A woman bringing a claim under section 18 does not need to show that a male comparator would have been treated more favourably (they can't, because men cannot be pregnant or go on maternity leave). In normal direct discrimination claims under section 13, employees need to provide details of a comparator who was treated more favourably than them in comparable circumstances.
In City of London Police v Geldart, the employee was a police officer. During her maternity leave she was paid full pay for 13 weeks, half pay for ten weeks and then statutory maternity pay for the remaining period. She was contractually entitled to a London allowance of £4338 per year. The employer paid the allowance at the same rates as her normal pay – full allowance for 13 weeks, then half allowance for ten weeks and then no allowance until she came back to work.

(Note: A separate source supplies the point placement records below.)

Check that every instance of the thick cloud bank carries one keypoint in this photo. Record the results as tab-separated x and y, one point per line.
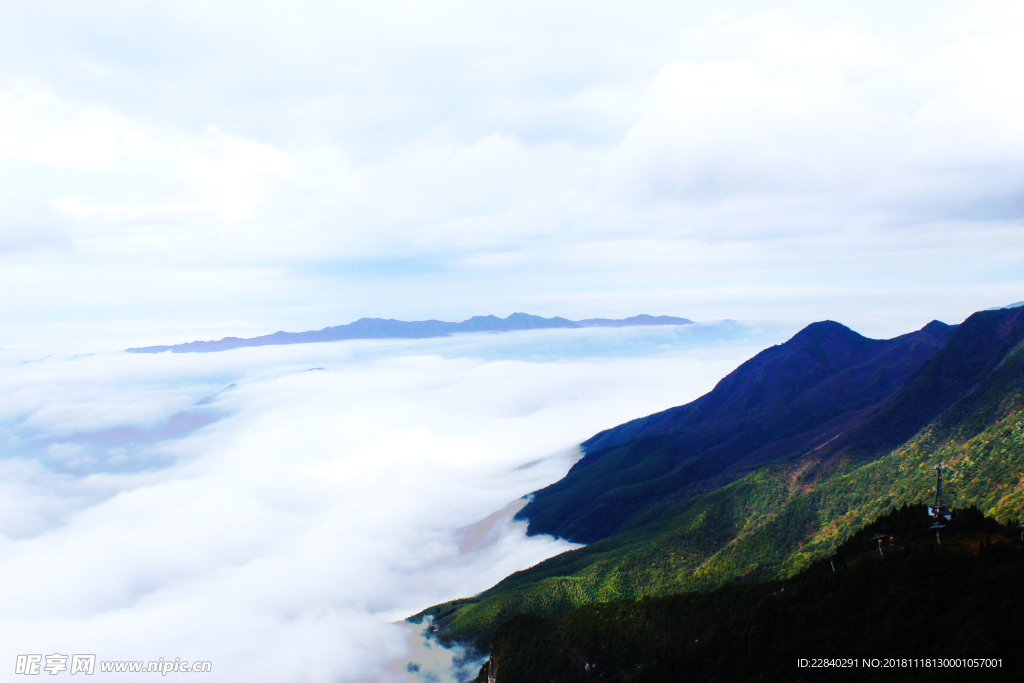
276	510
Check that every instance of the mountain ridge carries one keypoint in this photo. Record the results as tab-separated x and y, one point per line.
785	399
378	328
778	516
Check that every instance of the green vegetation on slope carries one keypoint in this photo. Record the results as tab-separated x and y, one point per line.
776	520
919	600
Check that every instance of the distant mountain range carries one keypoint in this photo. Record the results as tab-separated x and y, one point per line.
378	328
790	455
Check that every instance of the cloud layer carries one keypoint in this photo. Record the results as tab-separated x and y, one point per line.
336	491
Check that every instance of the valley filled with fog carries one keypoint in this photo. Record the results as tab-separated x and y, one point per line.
278	510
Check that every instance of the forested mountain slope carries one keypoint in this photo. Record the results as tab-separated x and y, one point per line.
909	598
784	400
781	515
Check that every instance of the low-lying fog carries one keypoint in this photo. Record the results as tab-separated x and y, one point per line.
276	510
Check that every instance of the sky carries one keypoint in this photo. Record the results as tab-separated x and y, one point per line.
172	171
179	170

The employee said the allowance should not have been reduced. She brought claims for direct sex discrimination under section 13, rather than using section 18.
The employment tribunal upheld her claim. The police rules governing the reductions in pay for maternity leave did not apply to the allowance. Not paying her the allowance whilst on maternity leave was direct sex discrimination. The employer appealed. Among other things, the employer argued that she had brought her claim under section 13 – direct discrimination – and therefore needed to show a comparator who would have been treated more favourably in comparable circumstances.
The EAT agreed with the employment tribunal. The workplace rules about the allowance simply said that London officers would receive a London allowance. The employee remained a London police officer during maternity leave and was therefore entitled to the allowance. The EAT confirmed that a woman on maternity leave is in a special position. If they are treated less favourably due to pregnancy or maternity leave, they do not need to prove that a man would have been treated differently. This is the case regardless of which section of the Equality Act 2010 they choose to rely on when bringing their claim.